Repoformer - Selective Retrieval for Repository-Level Code Completion

Wu, D., Ahmad, W. U., Zhang, D., Ramanathan, M. K., & Ma, X. (2024). Repoformer: Selective Retrieval for Repository-Level Code Completion. arXiv:2403.10059

For many queries, RAG doesn’t really help the model because the query is either too easy or the retrieval system can’t find relevant documents, possibly because there are none. This leads to longer generation times and lower performance if the model relies on misleading or absent sources.

This paper addresses the problem by enabling LLMs to self-evaluate whether retrieval is useful. They demonstrate this approach on a code completion model that is trained to fill in a gap in a code template. For a given template, the system first decides whether retrieval results are useful and, if so, calls for the retriever. Finally, the code LLM generates the missing context whether or not retrieval results are added to its prompt.

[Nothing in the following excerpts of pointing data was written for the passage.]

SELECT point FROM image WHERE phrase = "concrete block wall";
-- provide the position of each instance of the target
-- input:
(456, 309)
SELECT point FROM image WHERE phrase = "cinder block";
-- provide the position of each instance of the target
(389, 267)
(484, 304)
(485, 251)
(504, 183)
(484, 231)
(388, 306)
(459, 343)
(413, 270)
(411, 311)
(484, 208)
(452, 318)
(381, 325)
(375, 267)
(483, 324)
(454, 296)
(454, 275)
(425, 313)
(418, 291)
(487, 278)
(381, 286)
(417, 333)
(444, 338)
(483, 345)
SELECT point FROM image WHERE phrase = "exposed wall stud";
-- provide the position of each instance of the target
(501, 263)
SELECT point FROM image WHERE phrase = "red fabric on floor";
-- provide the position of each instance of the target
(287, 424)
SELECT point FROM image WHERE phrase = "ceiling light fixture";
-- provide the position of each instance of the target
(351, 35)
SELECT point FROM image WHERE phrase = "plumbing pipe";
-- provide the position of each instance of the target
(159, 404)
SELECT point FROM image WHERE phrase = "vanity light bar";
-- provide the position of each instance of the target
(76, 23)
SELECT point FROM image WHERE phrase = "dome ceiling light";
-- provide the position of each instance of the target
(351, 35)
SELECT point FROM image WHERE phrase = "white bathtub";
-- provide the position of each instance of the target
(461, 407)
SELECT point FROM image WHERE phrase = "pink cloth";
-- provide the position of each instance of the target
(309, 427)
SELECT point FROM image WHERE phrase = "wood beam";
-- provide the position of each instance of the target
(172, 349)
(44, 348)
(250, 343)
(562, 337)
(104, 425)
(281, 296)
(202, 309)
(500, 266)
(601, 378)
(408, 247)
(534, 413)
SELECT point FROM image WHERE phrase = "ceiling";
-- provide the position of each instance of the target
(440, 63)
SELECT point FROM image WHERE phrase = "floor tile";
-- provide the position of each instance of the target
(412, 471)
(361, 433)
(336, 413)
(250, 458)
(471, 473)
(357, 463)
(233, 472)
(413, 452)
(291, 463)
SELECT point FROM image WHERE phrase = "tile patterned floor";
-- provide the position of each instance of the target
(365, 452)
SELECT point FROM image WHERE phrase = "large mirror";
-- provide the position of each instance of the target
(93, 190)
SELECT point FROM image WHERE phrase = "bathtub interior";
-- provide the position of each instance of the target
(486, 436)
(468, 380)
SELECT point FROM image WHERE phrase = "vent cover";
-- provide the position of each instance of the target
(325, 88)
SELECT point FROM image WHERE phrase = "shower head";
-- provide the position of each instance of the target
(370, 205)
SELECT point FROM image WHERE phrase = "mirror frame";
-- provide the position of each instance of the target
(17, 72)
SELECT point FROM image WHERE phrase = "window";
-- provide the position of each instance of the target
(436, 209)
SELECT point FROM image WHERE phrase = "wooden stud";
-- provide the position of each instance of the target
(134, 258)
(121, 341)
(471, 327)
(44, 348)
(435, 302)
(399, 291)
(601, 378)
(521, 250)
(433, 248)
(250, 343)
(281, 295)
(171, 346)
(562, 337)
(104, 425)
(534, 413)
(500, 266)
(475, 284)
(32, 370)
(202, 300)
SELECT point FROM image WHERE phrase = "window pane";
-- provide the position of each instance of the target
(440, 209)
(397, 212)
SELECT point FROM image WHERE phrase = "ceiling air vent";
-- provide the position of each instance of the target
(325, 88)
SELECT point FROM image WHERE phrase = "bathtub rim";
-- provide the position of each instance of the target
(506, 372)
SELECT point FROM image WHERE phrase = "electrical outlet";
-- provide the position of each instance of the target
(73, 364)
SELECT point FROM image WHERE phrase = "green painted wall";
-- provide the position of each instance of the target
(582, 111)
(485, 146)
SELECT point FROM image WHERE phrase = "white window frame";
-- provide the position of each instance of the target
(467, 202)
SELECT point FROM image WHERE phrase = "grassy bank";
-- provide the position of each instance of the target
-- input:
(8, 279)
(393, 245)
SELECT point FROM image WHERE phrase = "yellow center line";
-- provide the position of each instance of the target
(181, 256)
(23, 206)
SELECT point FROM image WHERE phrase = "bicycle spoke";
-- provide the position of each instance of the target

The Platonic Representation Hypothesis

Huh, M., Cheung, B., Wang, T., & Isola, P. (2024). The Platonic Representation Hypothesis. arXiv:2405.07987
Illustration of "The Platonic Representation Hypothesis" with geometric shapes, mathematical text, and diagrams explaining a

The Platonic Representation Hypothesis argues that neural network models will tend to converge to a common representation of the world. Borrowing from Plato's Theory of Forms the idea that there exists a realm of “ideals”, which appears to us in a distorted form that we can only observe indirectly, the authors claim that our AI models seem to converge on a single representation of reality, regardless of training architecture, training data, or even input modality. The larger the data scale and the model size, the more similar their representations seem to get.

The authors consider vector representations and measure representation alignment using kernel alignment metrics, specifically a mutual nearest-neighbor metric that measures the mean intersection of the k-nearest neighbor sets induced by two kernels, K1 and K2, normalized by k. This work presents empirical evidence that as model and dataset sizes grow and performance improves, the more aligned the kernels become. This alignment can also be observed even when comparing models of different modalities, like text models and image models.

Summary

Some of the initial enthusiasm that came with the scaling-law is beginning to wane, but ICML 2024 has demonstrated that so much new, diverse, creative talent has entered our field that we can be sure progress is far from over.

We had a blast at ICML 2024 and you can bet that we’ll be back in 2025 🇨🇦.